人間の女にいいように扱われた屈辱を剣を振りまくって忘れようとしたんだとか。
後にそれを聞いて、私は床を叩いて爆笑した。
「あははははっ、そりゃ無駄でしたねー」
「そうだな、翌日の方が酷い目に遭ったからな。そしてその翌日の方が更に悲惨な目に遭ったしな」
尻の匂いを嗅がれて屈辱のあまり獣化したり、人間の女に押し倒されて獣化したり、いろいろあった日々を思い出したのだろう。
初夜の日より少し大人になったルーク様は、達観したように苦笑した。
「お前と結婚してしまった時点で、俺の負けは決まっていたんだろうなぁ……」
「父上、止まっちゃだめ!」
「はいはい」
「ふふふふっ」
我が子のお馬さんとして床を這っている愛しの旦那様を見下ろして、私はコロコロと笑い飛ばした。

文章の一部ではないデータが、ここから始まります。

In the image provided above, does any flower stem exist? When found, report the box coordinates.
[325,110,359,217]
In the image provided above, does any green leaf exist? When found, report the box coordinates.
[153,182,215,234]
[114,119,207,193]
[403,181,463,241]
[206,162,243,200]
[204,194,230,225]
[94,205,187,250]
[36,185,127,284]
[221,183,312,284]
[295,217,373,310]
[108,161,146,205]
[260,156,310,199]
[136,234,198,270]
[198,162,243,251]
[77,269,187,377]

「あら、負けても良いじゃないですか。幸せでしょう?」
「相変わらずすごい自信だな、お前は」
「当然ですわ、母は強しと申しますからね」
ため息まじりに感嘆するルーク様も、目尻に笑いが滲んでいる。私はまんまるに膨らんだ臨月の腹を撫でながら、少しお疲れのルーク様と元気一杯な息子に向かってパチンとウインクをした。
「ご安心なさいな。私がルーク様に今後毎日幸せを更新させてあげますから」
ワンちゃんを幸せにするのは、ご主人様の務めだからね!
ひたすら勢いで書いたお話でした。
アホエロ思考な元腐女子な転生王女にとっては天国のような異世界ライフスタートですね。